Obverse of the Mercury Dime 2016 Centennial Gold Coin

Although I was working when the U.S. Mint began selling the 2016 Mercury Dime Centennial Gold Coin, I made an attempt to purchase the coin. The sale opened with a price of $206.00 and an announced mintage limit of 125,000. There was a household order limit of 10.

Although I was in a meeting, I tried to purchase this coin using the U.S. Mint app on the iPhone. Basically, the U.S. Mint app on the iPhone does nothing more than distill the mobile version of the U.S. Mint website on the iPhone. Since the app was not working properly, I opened Safari and tried to use the website directly. By the time I was able to get the system to respond, the coin sold out.

Even though the U.S. Mint revamped the website, hired a new integrator, and added more capacity to the communications lines that lead to the server, the website failed to be able to handle the requests. The U.S. Mint hired a new contractor to make these improvements but still cannot get it right. Their website is not programmed to handle the crush of a popular product.

As someone who has worked in the government for many years, we usually have to undergo a review of recent events to learn about what went wrong in order to fix the problems for next time. These reviews look at every aspect of the process and recommend changes. It appears that if the U.S. Mint performed these after action reviews they did not learn their lessons from past mistakes.

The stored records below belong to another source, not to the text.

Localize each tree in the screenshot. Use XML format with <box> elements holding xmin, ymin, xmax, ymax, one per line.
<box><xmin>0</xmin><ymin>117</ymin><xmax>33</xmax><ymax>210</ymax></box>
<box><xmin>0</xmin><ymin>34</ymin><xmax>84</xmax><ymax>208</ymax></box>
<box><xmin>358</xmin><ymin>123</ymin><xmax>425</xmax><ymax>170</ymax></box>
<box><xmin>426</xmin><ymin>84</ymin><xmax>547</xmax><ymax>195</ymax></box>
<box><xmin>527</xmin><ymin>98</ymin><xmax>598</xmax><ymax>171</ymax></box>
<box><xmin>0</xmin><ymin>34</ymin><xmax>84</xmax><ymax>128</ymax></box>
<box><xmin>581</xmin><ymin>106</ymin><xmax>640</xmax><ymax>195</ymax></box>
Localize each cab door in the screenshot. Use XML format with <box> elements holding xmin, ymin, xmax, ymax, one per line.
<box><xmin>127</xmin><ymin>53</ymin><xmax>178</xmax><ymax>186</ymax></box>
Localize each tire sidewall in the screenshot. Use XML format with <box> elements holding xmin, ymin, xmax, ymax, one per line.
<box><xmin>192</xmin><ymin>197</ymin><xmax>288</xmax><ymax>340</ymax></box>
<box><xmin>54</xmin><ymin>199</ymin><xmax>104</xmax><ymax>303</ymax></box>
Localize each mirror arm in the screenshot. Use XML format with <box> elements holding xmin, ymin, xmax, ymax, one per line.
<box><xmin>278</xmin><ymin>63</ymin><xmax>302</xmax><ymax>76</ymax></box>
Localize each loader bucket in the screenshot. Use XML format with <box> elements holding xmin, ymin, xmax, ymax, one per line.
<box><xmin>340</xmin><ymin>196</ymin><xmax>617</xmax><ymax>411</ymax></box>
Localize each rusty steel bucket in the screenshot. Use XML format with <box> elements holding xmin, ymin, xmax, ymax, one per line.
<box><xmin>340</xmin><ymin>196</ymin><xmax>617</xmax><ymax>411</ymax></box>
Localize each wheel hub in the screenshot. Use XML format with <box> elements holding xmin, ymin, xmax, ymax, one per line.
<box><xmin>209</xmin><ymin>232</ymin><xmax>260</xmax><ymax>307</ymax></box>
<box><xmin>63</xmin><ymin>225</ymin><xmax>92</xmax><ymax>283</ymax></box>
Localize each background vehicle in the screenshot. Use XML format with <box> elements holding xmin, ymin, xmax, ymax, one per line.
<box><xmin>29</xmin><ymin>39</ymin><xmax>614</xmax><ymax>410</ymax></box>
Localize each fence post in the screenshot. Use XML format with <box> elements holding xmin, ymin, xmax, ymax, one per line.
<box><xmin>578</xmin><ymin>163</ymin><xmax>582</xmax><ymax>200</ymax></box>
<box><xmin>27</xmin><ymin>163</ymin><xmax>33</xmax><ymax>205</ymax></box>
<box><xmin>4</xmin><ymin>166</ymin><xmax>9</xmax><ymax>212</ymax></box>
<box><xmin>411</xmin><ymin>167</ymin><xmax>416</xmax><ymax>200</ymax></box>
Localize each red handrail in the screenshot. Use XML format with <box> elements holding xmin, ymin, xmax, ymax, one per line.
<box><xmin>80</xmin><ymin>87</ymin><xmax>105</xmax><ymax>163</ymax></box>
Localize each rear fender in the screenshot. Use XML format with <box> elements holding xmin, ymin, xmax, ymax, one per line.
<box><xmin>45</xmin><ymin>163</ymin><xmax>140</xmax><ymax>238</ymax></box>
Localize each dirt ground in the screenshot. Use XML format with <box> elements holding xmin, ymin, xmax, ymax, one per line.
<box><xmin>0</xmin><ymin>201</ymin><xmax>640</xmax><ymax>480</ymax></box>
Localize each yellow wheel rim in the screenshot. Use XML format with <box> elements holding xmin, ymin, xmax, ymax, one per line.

Now is the time for the U.S. Mint to get out of the e-commerce business and hire a company that understands how to manage peak volumes. Services like Amazon and eBay have figured out how to manage users flooding their systems. I am sure that sales related to the U.S. Mint would not approach the traffic that comes on shopping holidays like Cyber Monday.

Does Ticketmaster sell e-commerce solutions? The software they use that adds you to a queue to wait until you can order because the system has been flooded. In the cases when I used Ticketmaster or Live Nation, their sister site, to buy tickets to popular shows, I was forced to wait on the virtual line before being able to purchase tickets.

Regardless of the model the U.S. Mint uses, they must do something. Either they need to figure it out or maybe a discussion with the Treasury Office of Inspector General may be worth the effort.

NOTE: The U.S. Mint sent a note to the media saying that they would have a statement regarding the sellout on Friday (today). At the time of this writing the U.S. Mint has not released a statement.